Mo, 11. Dezember 2017

Grüne Initiative

12.08.2016 09:32

Schlachtung ohne Stress und Angst gefordert

Tierfreunde verlangen es schon lange, viele Bauern wollen es auch und alle, denen nicht "nur" Tierwohl am Herzen liegt, sondern auch das eigene: die Erlaubnis für stressfreie Schlachtung direkt auf der Weide. Ohne die Panik von Einfangen, Transporten, Schlachthaus!

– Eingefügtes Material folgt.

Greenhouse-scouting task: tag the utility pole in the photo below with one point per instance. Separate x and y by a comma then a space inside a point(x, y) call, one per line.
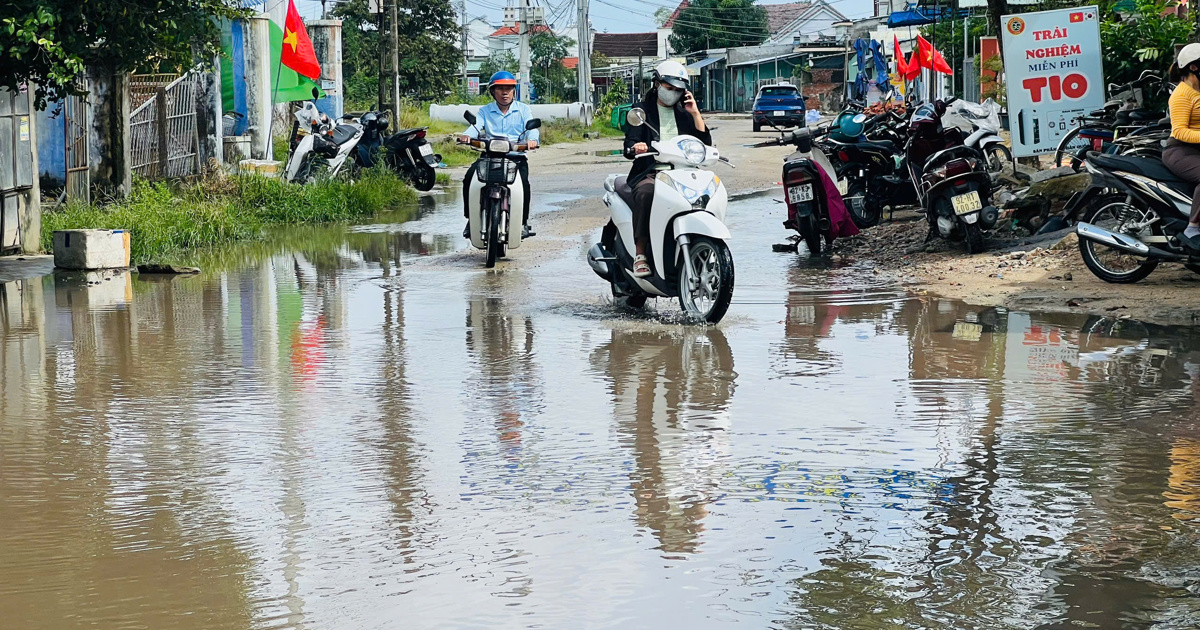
point(383, 53)
point(462, 6)
point(523, 29)
point(585, 67)
point(395, 65)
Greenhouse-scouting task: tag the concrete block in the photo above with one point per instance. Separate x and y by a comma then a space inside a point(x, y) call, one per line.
point(93, 289)
point(91, 249)
point(269, 168)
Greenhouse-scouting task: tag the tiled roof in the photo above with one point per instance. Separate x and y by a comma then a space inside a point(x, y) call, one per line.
point(627, 43)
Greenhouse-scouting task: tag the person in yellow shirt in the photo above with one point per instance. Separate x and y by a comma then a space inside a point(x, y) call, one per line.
point(1182, 153)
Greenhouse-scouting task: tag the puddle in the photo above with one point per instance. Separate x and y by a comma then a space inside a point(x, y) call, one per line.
point(323, 437)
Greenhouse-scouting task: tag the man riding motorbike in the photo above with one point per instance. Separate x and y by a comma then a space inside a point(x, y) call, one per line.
point(672, 111)
point(503, 118)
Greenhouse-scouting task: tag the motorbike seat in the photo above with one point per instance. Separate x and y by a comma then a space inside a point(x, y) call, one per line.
point(882, 145)
point(342, 133)
point(624, 191)
point(1149, 167)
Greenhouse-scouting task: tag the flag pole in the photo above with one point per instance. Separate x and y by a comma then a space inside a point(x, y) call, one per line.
point(270, 126)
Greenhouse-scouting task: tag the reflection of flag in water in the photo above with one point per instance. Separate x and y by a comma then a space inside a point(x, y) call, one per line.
point(309, 348)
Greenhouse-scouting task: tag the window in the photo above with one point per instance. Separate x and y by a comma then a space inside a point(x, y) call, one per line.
point(778, 91)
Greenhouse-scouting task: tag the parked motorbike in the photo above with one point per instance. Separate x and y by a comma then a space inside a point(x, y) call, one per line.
point(1131, 217)
point(325, 148)
point(808, 205)
point(952, 183)
point(407, 151)
point(496, 193)
point(869, 166)
point(984, 120)
point(689, 256)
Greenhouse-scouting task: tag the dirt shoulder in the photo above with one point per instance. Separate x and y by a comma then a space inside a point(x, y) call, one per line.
point(1021, 274)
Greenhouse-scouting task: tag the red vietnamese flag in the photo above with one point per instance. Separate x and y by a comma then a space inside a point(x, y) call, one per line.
point(901, 66)
point(929, 57)
point(298, 53)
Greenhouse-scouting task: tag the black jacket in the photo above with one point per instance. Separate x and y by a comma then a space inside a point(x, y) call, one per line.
point(645, 163)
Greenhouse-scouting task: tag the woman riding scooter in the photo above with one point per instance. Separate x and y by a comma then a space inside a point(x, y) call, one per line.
point(504, 117)
point(670, 111)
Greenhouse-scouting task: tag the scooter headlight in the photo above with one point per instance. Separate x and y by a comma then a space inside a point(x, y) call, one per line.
point(693, 150)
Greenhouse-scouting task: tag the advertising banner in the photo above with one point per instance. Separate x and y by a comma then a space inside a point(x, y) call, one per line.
point(1054, 72)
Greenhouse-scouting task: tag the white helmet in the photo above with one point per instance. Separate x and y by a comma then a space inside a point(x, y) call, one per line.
point(673, 73)
point(1188, 55)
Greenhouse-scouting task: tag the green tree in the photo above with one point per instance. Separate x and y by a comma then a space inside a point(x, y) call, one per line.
point(549, 76)
point(360, 54)
point(1143, 41)
point(719, 24)
point(430, 63)
point(51, 42)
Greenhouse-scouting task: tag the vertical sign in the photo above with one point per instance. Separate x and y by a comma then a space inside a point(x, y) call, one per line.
point(1054, 72)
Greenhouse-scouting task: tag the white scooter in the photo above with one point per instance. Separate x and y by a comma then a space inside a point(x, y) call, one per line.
point(689, 255)
point(496, 193)
point(325, 145)
point(984, 137)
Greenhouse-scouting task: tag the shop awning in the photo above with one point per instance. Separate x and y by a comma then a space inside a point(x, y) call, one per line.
point(694, 67)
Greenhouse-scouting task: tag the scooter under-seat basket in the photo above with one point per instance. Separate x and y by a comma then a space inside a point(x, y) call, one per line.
point(496, 171)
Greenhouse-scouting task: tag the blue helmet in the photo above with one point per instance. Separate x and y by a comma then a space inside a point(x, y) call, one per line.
point(502, 78)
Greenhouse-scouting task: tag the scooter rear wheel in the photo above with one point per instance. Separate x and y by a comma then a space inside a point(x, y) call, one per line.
point(1107, 263)
point(424, 178)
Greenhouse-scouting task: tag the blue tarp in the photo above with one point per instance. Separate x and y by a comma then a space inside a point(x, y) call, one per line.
point(921, 16)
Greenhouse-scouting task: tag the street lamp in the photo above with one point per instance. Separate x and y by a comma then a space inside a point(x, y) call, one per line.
point(845, 65)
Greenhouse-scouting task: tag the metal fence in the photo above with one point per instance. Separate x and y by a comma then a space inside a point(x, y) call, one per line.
point(163, 136)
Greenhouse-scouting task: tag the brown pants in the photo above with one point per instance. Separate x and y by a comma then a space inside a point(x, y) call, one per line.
point(1183, 160)
point(643, 197)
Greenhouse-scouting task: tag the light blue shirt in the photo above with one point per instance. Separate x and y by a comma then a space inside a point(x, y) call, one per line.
point(498, 125)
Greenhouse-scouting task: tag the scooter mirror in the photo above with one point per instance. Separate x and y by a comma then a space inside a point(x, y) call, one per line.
point(636, 117)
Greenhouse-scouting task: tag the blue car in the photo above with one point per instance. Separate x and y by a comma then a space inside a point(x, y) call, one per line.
point(780, 105)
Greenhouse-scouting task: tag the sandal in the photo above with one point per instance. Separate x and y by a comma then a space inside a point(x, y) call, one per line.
point(641, 269)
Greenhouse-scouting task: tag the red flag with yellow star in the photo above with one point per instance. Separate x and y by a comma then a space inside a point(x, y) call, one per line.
point(298, 53)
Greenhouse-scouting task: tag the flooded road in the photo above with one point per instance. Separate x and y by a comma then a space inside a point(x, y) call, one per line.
point(364, 429)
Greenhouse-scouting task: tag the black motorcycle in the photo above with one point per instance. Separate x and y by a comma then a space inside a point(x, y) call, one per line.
point(875, 178)
point(808, 207)
point(1132, 217)
point(952, 179)
point(407, 151)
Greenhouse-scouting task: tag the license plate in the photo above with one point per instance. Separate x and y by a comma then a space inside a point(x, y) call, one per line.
point(966, 203)
point(799, 193)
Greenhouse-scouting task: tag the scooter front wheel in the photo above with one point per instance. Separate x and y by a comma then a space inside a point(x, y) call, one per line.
point(493, 233)
point(707, 297)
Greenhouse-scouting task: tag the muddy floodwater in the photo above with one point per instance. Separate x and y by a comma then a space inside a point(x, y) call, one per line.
point(364, 429)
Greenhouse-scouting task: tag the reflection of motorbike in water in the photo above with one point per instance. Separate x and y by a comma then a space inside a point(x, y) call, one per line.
point(671, 400)
point(503, 347)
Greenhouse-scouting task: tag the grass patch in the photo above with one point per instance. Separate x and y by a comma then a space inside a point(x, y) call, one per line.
point(171, 222)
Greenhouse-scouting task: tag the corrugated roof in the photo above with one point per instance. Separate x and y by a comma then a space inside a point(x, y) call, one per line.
point(780, 16)
point(627, 43)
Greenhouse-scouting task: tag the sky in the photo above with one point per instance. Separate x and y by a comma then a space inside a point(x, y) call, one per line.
point(607, 16)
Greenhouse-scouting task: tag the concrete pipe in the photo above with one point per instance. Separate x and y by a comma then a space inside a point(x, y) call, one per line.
point(579, 112)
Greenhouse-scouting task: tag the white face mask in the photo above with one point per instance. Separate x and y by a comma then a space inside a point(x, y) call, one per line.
point(670, 97)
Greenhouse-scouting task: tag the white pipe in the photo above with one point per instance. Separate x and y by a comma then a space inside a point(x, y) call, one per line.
point(579, 112)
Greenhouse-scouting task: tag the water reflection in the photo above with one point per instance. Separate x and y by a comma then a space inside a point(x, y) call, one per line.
point(329, 436)
point(671, 394)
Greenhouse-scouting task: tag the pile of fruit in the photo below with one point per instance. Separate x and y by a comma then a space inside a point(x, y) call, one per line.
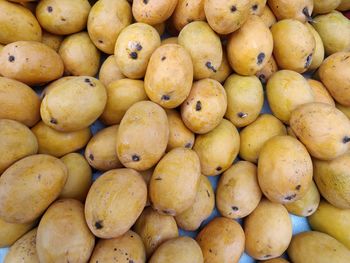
point(176, 110)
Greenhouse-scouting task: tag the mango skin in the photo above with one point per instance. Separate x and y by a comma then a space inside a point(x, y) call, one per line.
point(63, 235)
point(333, 180)
point(257, 133)
point(179, 168)
point(9, 232)
point(334, 73)
point(332, 221)
point(294, 45)
point(268, 230)
point(142, 136)
point(322, 128)
point(29, 186)
point(126, 248)
point(306, 205)
point(154, 229)
point(284, 180)
point(16, 142)
point(218, 148)
point(17, 23)
point(331, 28)
point(30, 62)
point(24, 249)
point(317, 247)
point(180, 249)
point(110, 210)
point(224, 237)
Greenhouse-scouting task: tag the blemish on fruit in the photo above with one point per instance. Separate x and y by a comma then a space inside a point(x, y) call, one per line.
point(53, 121)
point(235, 208)
point(307, 14)
point(260, 58)
point(91, 84)
point(346, 139)
point(210, 66)
point(165, 97)
point(308, 61)
point(198, 106)
point(262, 78)
point(12, 58)
point(233, 8)
point(290, 197)
point(138, 47)
point(188, 145)
point(242, 115)
point(133, 55)
point(135, 158)
point(98, 224)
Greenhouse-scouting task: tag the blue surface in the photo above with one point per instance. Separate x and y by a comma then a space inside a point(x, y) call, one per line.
point(300, 224)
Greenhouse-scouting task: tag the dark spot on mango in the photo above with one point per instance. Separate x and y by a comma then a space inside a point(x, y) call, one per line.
point(210, 66)
point(12, 58)
point(290, 197)
point(138, 47)
point(98, 224)
point(165, 97)
point(133, 55)
point(53, 121)
point(262, 78)
point(260, 58)
point(135, 158)
point(242, 115)
point(307, 14)
point(188, 145)
point(346, 139)
point(91, 84)
point(198, 105)
point(235, 208)
point(308, 61)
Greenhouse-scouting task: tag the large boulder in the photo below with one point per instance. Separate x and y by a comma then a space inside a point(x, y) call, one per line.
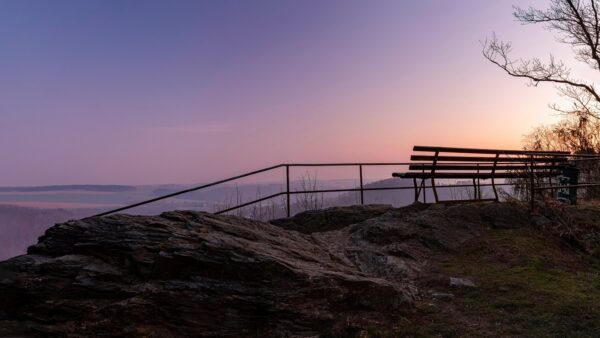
point(189, 273)
point(186, 274)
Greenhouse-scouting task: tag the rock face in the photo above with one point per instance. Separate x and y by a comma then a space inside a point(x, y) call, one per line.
point(196, 274)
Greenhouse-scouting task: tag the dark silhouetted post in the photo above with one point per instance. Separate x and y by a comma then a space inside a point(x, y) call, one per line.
point(287, 193)
point(362, 197)
point(531, 183)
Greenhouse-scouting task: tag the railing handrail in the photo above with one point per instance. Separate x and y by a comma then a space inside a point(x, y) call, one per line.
point(288, 192)
point(259, 171)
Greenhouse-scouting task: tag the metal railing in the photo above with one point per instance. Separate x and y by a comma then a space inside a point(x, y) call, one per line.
point(361, 189)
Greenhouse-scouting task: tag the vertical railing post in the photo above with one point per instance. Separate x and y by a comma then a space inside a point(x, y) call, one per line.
point(362, 197)
point(531, 184)
point(287, 191)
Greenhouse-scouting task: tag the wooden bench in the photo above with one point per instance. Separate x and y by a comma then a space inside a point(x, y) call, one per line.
point(435, 163)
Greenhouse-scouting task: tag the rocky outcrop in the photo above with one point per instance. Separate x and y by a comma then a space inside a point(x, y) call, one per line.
point(196, 274)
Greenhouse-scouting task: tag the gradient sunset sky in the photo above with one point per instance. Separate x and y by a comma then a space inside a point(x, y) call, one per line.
point(141, 92)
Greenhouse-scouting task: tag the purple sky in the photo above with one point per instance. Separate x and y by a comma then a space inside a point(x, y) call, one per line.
point(140, 92)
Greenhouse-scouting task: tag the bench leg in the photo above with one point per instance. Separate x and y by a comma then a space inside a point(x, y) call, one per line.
point(434, 190)
point(417, 191)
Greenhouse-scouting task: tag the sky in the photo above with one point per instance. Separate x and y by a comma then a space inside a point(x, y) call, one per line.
point(151, 92)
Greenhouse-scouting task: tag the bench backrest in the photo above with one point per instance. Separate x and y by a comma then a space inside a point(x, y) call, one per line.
point(457, 163)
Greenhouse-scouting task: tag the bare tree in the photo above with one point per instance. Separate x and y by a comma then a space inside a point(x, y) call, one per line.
point(577, 24)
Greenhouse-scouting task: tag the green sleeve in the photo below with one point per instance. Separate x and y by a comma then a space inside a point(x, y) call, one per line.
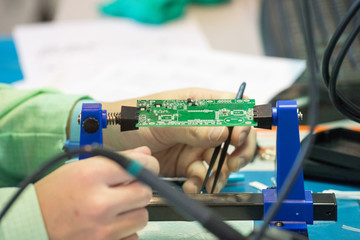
point(32, 129)
point(23, 220)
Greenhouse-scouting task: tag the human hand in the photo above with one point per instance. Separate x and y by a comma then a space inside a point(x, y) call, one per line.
point(181, 150)
point(95, 199)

Die steirischen Grünen fordern österreichweit Änderungen.

Es ist ja reiner Hohn: Selbst jene Tiere, die artgerecht gehalten und später als Biofleisch in den Handel kommen, werden zum Gros in Massenschlachthöfen getötet - was sich da teils abspielt, kennt man aus Schlachthofskandalen.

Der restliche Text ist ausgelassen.